La adolescencia al descubierto
De la rebeldía a la transformación.
La adolescencia es una etapa de transición fundamental: es el puente entre la infancia y la vida adulta. No se trata solo de cambios físicos, sino de un proceso profundo biológico, psicológico y social que prepara a los jóvenes para asumir responsabilidades, enfrentar retos y construir su identidad.
- Cambios biológicos: durante la adolescencia el cuerpo experimenta transformaciones importantes: desarrollo de caracteres sexuales secundarios (como barba, vello corporal o desarrollo de la cadera), aumento de hormonas que preparan al organismo para la fertilidad, aparición del acné y cambios en el interés sexual. Además, el cerebro se reorganiza, promoviendo la búsqueda de nuevas experiencias, la intensidad emocional y la creatividad.
- Cambios psicológicos: la adolescencia implica una montaña rusa emocional. Las emociones son más intensas y todo se vive de manera más profunda, especialmente las “primeras veces”. Por ejemplo, un adolescente puede sentirse muy herido por una crítica de un amigo porque es la primera vez que enfrenta ese tipo de conflicto social. Esto les permite aprender sobre límites, relaciones y valores. También desarrollan mayor capacidad de razonamiento y abstracción, cuestionan normas y buscan construir una identidad propia.
- Cambios conductuales: los adolescentes aumentan su reactividad emocional, tienden a asumir riesgos y buscar sensaciones nuevas, en un proceso de prueba y error. Combinan rasgos de la infancia y de la adultez de manera poco sincronizada: pueden actuar de manera madura en algunas situaciones y mostrar conductas infantiles en otras.
La adolescencia es una etapa de búsqueda y construcción de identidad mediante el ensayo y error, lo que puede generar problemas y malestar vividos con intensidad al ser experiencias nuevas. A diferencia de los adultos, que ya han aprendido de situaciones pasadas, los adolescentes necesitan equivocarse para aprender, y ese sufrimiento, aunque difícil, cumple una función adaptativa y de aprendizaje necesaria para su desarrollo emocional.
Retos más frecuentes durante la adolescencia:
- Integración en el grupo: algunos adolescentes pueden sentir que no encajan en un grupo (ya sea el de clase, de la extraescolar, etc.) y pueden sentirse excluidos. Entonces, deberán cuestionarse qué comparten con el grupo y si ese es el grupo con el que desean relacionarse.
- Presión estética y de género: los adolescentes construyen su imagen estética para reflejar su identidad de género y ser vistos como adultos.
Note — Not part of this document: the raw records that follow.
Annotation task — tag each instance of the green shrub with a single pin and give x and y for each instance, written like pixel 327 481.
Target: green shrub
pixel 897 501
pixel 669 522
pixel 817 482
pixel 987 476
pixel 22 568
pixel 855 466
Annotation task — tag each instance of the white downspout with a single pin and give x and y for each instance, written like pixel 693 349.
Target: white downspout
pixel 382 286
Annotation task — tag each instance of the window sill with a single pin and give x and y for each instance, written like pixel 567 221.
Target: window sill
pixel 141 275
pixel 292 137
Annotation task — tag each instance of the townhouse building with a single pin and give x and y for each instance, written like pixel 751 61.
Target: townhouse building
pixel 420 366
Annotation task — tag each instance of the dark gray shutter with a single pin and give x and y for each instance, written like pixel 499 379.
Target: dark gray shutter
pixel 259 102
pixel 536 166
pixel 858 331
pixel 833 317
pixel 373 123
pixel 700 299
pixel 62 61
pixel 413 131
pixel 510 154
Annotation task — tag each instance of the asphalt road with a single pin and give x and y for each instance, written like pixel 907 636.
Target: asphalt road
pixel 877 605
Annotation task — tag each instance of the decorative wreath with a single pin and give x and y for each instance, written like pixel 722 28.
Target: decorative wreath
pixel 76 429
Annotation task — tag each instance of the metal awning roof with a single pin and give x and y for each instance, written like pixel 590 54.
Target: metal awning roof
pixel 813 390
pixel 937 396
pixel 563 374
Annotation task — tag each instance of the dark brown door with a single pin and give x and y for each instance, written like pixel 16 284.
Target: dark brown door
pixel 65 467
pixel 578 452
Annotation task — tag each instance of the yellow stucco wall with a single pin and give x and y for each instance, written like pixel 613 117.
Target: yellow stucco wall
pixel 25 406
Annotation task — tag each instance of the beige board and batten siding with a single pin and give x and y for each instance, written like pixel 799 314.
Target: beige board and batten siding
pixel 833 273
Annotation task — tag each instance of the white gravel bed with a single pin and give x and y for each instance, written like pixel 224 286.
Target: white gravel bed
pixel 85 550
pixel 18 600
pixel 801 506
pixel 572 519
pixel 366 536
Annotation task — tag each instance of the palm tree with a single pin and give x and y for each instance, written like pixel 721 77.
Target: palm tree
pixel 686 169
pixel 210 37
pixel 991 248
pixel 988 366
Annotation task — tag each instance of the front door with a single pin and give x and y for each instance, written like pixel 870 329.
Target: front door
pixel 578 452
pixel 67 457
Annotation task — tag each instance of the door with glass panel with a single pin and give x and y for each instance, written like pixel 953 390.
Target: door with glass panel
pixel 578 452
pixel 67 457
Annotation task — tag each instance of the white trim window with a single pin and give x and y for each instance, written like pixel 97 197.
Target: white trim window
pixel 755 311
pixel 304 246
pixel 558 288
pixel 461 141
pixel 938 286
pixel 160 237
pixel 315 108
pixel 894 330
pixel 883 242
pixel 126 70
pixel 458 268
Algunos no siguen los modelos tradicionales de género y expresan su identidad de formas diversas. Los estereotipos de cuerpo “atractivo” generan insatisfacción y malestar. Esto aumenta el riesgo de Trastornos de la Conducta Alimentaria.
- Intereses románticos y sexuales: comienzan a experimentar con la sexualidad y las relaciones, con emociones intensas y primeras decepciones.
- Conflictos de valores y creencias: los adolescentes buscan aceptación y autonomía, lo que a veces los lleva a conductas riesgosas o contrarias a sus valores. Muchos no perciben completamente las consecuencias de sus actos y buscan sensaciones nuevas. También atraviesan un proceso de autodescubrimiento y redefinición personal. Su entorno influye, pero el trabajo de conocerse depende de ellos mismos.
- Cambio en la relación paterno-filial: durante la adolescencia, los hijos comienzan a ver a los padres como personas que cometen errores y con las que pueden discrepar, aunque siguen sintiendo vínculo y protección. Empiezan a opinar sobre las incongruencias de sus padres, dejando de verlos solo como modelos. A pesar de actitudes hostiles, siguen necesitando apoyo, cariño y validación de ellos.
Para padres:
- Acompañar no significa protegerlos de todo, sino validar sus emociones y darles espacio para aprender.
- Evita minimizar sus problemas; el malestar tiene una función adaptativa y de aprendizaje.
- Reconoce que su comportamiento no siempre será predecible: mezcla comportamientos infantiles y adultos.
Mantente presente, escucha y guía, pero sin sobreproteger ni imponer.